En fait, le film me fait surtout penser à ces barres de protéines (faites en réalité à partir d'insectes), qui m'ont tout de suite rappelé Soleil Vert. Leur apparence cache clairement leur composition, comme Snowpiercer, qui m'avait apparu comme un film beaucoup plus rythmé et réfléchi, avec une mise en scène poétique éventuelle. Finalement, j'ai assisté à un film honorable mais bien trop confus sur l'idée qu'il défendait. Snowpiercer parle de tout et de rien, de telle sorte qu'il est (pour moi) impossible d'en tirer une conclusion claire.

Je suis, habituellement, friand de mindfuck capables de vous laisser la bouche grande ouverte une fois le générique défilant sous vos yeux, Snowpiercer n'a pas su provoquer cet effet-là car son rythme est mal maîtrisé et son style oscille bien trop entre film d'action, d'anticipation, de science-fiction et thriller, rendant le tout difficile à digérer et à apprécier à sa juste valeur.

Ici, la vague quête de Curtis vers Wilford ne sert à rien, ne mène à rien, si ce n'est à une vague explication de "l'équilibre" nécessaire à la survie de tous, qui débouchera par la suite à une ultime rixe où le train viendra à s'accidenter.
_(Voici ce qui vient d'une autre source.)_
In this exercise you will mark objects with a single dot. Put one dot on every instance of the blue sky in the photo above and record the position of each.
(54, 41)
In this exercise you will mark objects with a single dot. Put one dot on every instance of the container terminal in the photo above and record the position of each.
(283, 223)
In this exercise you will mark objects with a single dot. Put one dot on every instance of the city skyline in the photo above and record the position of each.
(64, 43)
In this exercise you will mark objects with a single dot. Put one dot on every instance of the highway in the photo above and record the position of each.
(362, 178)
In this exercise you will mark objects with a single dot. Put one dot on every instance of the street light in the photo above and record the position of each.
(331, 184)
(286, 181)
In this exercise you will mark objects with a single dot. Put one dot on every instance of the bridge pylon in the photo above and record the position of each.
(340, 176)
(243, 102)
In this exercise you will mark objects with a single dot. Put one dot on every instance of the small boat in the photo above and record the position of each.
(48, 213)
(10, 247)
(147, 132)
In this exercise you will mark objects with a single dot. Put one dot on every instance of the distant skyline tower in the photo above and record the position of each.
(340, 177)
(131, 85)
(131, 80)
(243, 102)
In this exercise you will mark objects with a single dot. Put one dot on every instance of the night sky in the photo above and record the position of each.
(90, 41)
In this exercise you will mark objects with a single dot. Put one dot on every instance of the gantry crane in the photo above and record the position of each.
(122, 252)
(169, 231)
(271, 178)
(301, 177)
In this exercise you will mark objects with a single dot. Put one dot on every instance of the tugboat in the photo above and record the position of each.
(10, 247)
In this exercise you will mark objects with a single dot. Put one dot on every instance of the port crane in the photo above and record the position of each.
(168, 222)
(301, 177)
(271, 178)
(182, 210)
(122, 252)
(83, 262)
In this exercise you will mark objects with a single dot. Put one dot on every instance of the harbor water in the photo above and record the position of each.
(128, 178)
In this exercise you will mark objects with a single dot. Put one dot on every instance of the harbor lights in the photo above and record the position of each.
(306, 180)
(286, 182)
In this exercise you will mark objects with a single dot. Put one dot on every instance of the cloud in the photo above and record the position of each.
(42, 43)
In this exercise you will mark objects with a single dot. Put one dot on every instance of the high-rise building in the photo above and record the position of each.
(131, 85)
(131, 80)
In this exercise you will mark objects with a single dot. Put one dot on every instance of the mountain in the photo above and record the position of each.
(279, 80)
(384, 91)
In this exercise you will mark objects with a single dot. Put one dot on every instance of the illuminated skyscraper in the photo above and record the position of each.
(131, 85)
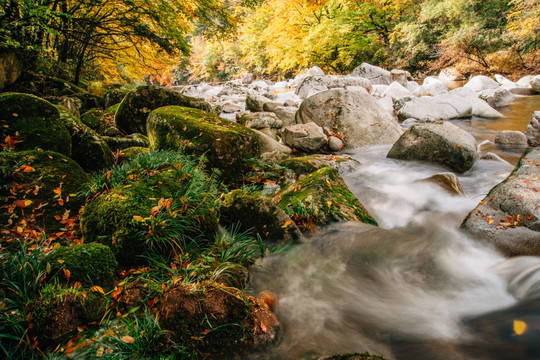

Le film se termine sur deux personnages sortant du train, l'atmosphère s'est soit disant réchauffée, on y perçoit la tentative désespérée du réalisateur de nous montrer qu'un espoir renaît avec sa musique un peu trop persistante alors qu'on sait très bien que les deux derniers finiront par mourir de froid s'ils ne se sont pas bouffés entre eux auparavant.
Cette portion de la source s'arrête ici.